An interface designed to facilitate interdisciplinary collaborations with Natural Language Processing

The 'professional' interface is designed to facilitate access not only to linguists but also to computer scientists and engineers. For a computer scientist interested in little-studied languages, obtaining data can be a daunting task: identifying a dataset that has the required characteristics, gaining access rights, downloading, carrying out format conversion (pre-processing), and so on. A lot is at stake in collaboration between linguists and specialists of Natural Language Processing. As an example, data sets from the Pangloss collection are being used in experiments applying automatic transcription tools for language documentation.

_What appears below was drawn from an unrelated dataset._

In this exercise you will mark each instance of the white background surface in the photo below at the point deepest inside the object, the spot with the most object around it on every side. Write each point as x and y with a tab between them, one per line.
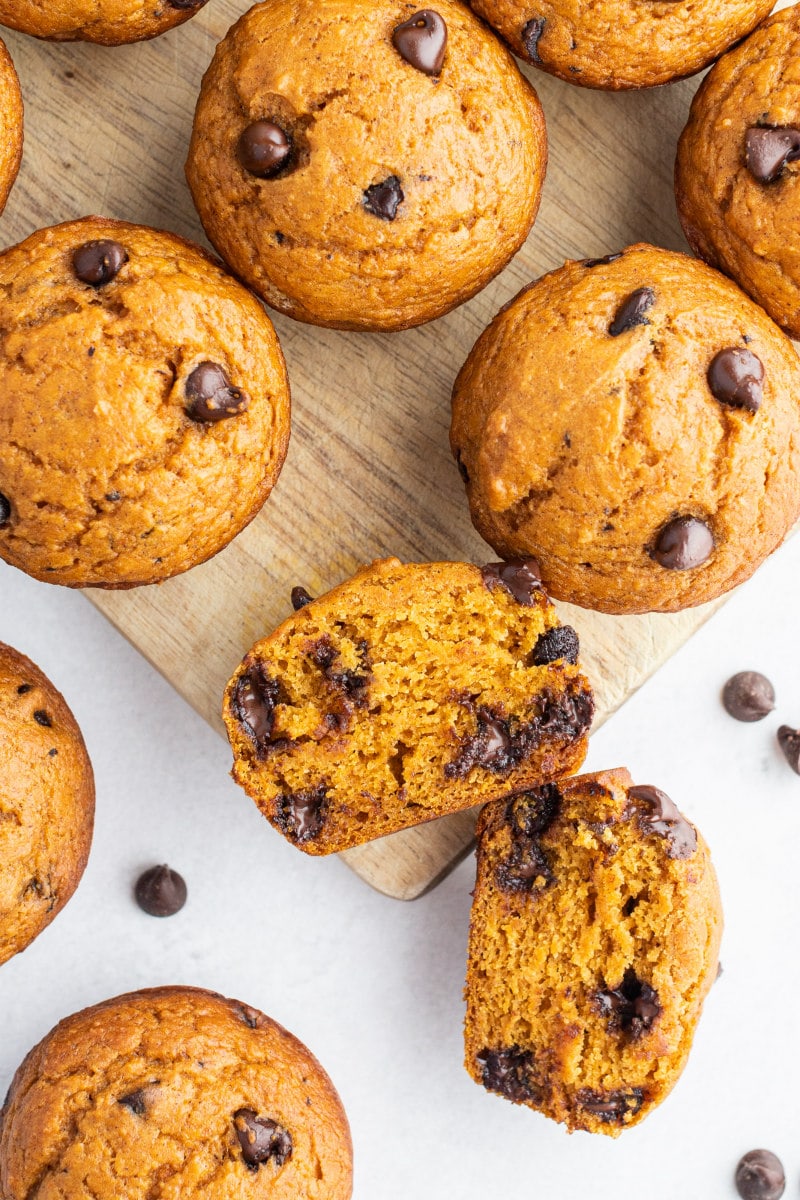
374	985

Our tools, like our data, are open and freely available (source code is available). In addition, the site is designed to allow batch download of data sets. Please do not hesitate to let us know your wishes and recommendations. We would be happy to talk about collaborations you would like to set up. 

Bibliographical references (open access)

Michailovsky, Boyd, Martine Mazaudon, Alexis Michaud, Séverine Guillaume, Alexandre François & Evangelia Adamou. 2014. Documenting and researching endangered languages: the Pangloss Collection. Language Documentation and Conservation 8. 119–135.

Jacobson, Michel, Boyd Michailovsky & John B. Lowe. 2001. Linguistic documents synchronizing sound and text. Speech Communication 33. 79–96.